Gobernanza y estrategia

El éxito de la estrategia de descarbonización de Machu Picchu reside en un sólido modelo de gobernanza multisectorial. Liderada por la Municipalidad Distrital de Machu Picchu, la iniciativa incluyó a Inkaterra, CANATUR, el Sernanp, la Agencia de Promoción Internacional (PROMPERÚ), el Grupo AJE, TetraPak y organismos internacionales como ONU Turismo, la CMNUCC y la UNESCO. Green Initiative coordinó el proceso de certificación.
La estrategia climática sigue un enfoque de tres niveles: contabilidad y planificación de emisiones a nivel de destino; integración de la sostenibilidad a nivel empresarial; participación a nivel turístico en la compensación y restauración del carbono.

Este modelo, presentado por Green Initiative La Guía de Acción Climática para Empresas y Destinos Turísticos, disponible en One Planet Network, posiciona al turismo como una fuerza regenerativa tanto para el clima como para la biodiversidad. https://www.oneplanetnetwork.org/knowledge-centre/resources/climate-action-guide-tourism-businesses-and-destinations

Acciones climáticas, resultados e innovación

Desde 2019, Machu Picchu ha desarrollado una estrategia integral de descarbonización, logrando una reducción del 18.77% en sus emisiones de gases de efecto invernadero (GEI), pasando de 8,761.89 tCO₂eq en 2019 a 7,117.55 tCO₂eq en 2022. Esta transformación ha sido posible gracias a la implementación de soluciones innovadoras y acciones concretas, articuladas bajo un modelo de turismo regenerativo.

Las principales medidas de mitigación incluyen:

Se han llevado a cabo actividades de restauración ecológica y reforestación con especies nativas en más de cinco hectáreas del distrito, con un total de 6,596 árboles plantados. Esta intervención capturó 5,055.17 tCO₂eq, distribuidas entre zonas ecológicas (156 tCO₂eq) y zonas histórico-culturales vinculadas al turismo (4,899.17 tCO₂eq).

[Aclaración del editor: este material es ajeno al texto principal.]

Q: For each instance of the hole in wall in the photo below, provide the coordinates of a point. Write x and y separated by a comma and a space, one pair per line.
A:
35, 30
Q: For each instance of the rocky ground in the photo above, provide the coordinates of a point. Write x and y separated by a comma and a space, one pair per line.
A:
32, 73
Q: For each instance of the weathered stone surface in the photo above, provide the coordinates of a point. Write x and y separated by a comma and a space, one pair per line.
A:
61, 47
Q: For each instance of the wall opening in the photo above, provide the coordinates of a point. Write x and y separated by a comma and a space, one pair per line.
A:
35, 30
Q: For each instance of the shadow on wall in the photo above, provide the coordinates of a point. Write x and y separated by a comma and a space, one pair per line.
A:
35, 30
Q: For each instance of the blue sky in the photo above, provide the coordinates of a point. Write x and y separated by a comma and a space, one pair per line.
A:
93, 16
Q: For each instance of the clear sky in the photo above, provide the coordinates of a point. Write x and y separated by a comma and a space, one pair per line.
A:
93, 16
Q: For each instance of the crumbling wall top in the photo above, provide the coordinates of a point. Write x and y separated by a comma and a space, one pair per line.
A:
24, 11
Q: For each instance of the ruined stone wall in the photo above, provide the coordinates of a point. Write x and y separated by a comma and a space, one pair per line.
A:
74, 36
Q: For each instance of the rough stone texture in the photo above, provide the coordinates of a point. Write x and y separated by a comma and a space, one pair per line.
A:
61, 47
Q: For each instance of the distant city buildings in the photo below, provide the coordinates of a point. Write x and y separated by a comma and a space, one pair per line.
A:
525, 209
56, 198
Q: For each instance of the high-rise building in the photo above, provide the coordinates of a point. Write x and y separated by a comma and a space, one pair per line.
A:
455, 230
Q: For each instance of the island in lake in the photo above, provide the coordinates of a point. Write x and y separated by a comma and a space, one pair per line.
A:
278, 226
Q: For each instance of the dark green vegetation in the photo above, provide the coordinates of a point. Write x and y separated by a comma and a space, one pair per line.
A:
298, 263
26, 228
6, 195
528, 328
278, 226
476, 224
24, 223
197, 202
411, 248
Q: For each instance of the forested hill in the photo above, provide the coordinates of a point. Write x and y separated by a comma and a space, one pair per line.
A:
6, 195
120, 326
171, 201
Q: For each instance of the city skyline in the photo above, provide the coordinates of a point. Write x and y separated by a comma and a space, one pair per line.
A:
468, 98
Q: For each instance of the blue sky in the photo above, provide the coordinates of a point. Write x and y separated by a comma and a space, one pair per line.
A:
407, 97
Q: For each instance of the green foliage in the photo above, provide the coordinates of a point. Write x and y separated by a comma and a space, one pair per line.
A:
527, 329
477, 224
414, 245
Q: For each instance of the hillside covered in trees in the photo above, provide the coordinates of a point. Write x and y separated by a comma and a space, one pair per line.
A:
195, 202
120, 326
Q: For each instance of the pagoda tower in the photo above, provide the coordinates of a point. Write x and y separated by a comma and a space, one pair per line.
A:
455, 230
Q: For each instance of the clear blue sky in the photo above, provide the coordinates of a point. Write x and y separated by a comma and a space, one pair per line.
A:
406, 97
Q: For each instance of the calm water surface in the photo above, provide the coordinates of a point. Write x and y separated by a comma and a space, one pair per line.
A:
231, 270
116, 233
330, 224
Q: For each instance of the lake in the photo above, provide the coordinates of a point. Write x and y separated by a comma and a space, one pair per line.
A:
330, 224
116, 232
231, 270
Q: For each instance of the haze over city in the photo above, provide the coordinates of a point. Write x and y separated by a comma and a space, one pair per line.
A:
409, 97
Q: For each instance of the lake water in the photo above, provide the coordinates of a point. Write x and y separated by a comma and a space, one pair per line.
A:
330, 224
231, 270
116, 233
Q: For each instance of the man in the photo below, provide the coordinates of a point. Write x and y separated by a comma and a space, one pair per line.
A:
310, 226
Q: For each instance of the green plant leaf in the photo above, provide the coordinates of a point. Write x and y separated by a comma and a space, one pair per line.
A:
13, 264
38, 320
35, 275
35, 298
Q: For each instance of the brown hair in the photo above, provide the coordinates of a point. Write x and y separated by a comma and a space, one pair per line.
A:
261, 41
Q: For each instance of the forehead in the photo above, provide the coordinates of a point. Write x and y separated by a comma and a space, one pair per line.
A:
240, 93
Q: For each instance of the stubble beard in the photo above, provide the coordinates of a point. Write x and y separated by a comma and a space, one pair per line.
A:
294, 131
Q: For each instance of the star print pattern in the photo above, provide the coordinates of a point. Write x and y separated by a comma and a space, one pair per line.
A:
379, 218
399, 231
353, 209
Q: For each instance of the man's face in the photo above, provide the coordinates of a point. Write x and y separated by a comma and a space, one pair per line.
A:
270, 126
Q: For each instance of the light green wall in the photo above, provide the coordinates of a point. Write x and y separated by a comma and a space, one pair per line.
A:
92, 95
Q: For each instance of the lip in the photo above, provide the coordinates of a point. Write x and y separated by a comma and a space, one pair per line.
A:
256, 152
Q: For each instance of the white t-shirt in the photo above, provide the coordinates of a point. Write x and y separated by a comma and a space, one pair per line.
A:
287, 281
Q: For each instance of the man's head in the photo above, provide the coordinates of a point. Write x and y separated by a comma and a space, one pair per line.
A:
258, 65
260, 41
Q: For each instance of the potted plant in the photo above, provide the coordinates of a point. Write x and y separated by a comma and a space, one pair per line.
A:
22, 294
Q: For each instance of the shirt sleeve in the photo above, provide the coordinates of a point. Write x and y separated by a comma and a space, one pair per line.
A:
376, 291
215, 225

La gestión circular de residuos sólidos en Machu Picchu incluye una planta de pirólisis que transforma los residuos orgánicos en biocarbón y una planta de biodiésel que reutiliza el aceite de cocina. El distrito también cuenta con una compactadora de PET, trituradoras de vidrio para la reutilización de materiales de construcción y contenedores de reciclaje distribuidos por toda la zona. Estas acciones permiten la valorización de residuos, reducen las emisiones y promueven buenas prácticas entre residentes y visitantes.
Las iniciativas de transporte sostenible incluyen el uso de vehículos eléctricos para la recogida de residuos, reduciendo 40.80 tCO₂eq adicionales.

La medición y gestión de emisiones (Alcances 1, 2 y 3) se realiza mediante metodologías científicamente verificables, con foco en las emisiones de Alcance 1, que representan el 82.08% del total, provenientes principalmente del uso de combustibles fósiles en trenes turísticos, responsables del 63.49% del total de emisiones.
Las emisiones residuales se compensaron mediante la compra de 2,155 créditos de carbono del proyecto REDD+ Concesiones de Castaña de Brasil en Madre de Dios, implementado por BAM. Este proyecto protege 600,000 800 hectáreas de bosque y beneficia a más de XNUMX familias.

Estas acciones se complementan con esfuerzos de sensibilización dirigidos a turistas y operadores, la promoción de energías renovables y el fomento de prácticas turísticas sostenibles, posicionando a Machu Picchu como un modelo turístico pionero bajo en carbono, reconocido por las Naciones Unidas y recertificado por su desempeño climático en 2024.

Impactos y reconocimiento

Mediante alianzas público-privadas, la reducción de emisiones se complementó con una gobernanza fortalecida, sistemas de economía circular e infraestructura verde. Machu Picchu se presentó en la COP16 como un referente del turismo regenerativo, generando más de 5 millones de dólares en cobertura mediática espontánea y llegando a más de 100 países. Fue reconocido como la principal atracción turística de Sudamérica 2024 y destacado en la Conferencia de las Naciones Unidas sobre Biodiversidad.
La iniciativa demuestra una doble relevancia: reduce el riesgo climático y genera valor para visitantes, comunidades e inversores. Como destaca One Planet Network (2024), también se alinea con marcos globales como la Declaración de Glasgow y Climate Neutral Now. El proyecto busca atraer financiación climática y expandir el modelo a otros sitios.

Conclusión

Machu Picchu demuestra que incluso los sitios patrimoniales frágiles pueden conciliar el turismo con la protección del medio ambiente. Su reducción verificada del 18.77 % de emisiones, la restauración forestal y las innovaciones en residuos y movilidad lo posicionan como líder climático global. Esta iniciativa, que ya inspira acciones similares en el Cristo Redentor y el Taj Mahal, presenta un modelo replicable de turismo regenerativo.
Para los responsables de las políticas, las empresas y las comunidades, el caso de Machu Picchu ofrece más que inspiración: ofrece un llamado a la acción: pasar del turismo extractivo al turismo restaurativo y responsable con el clima.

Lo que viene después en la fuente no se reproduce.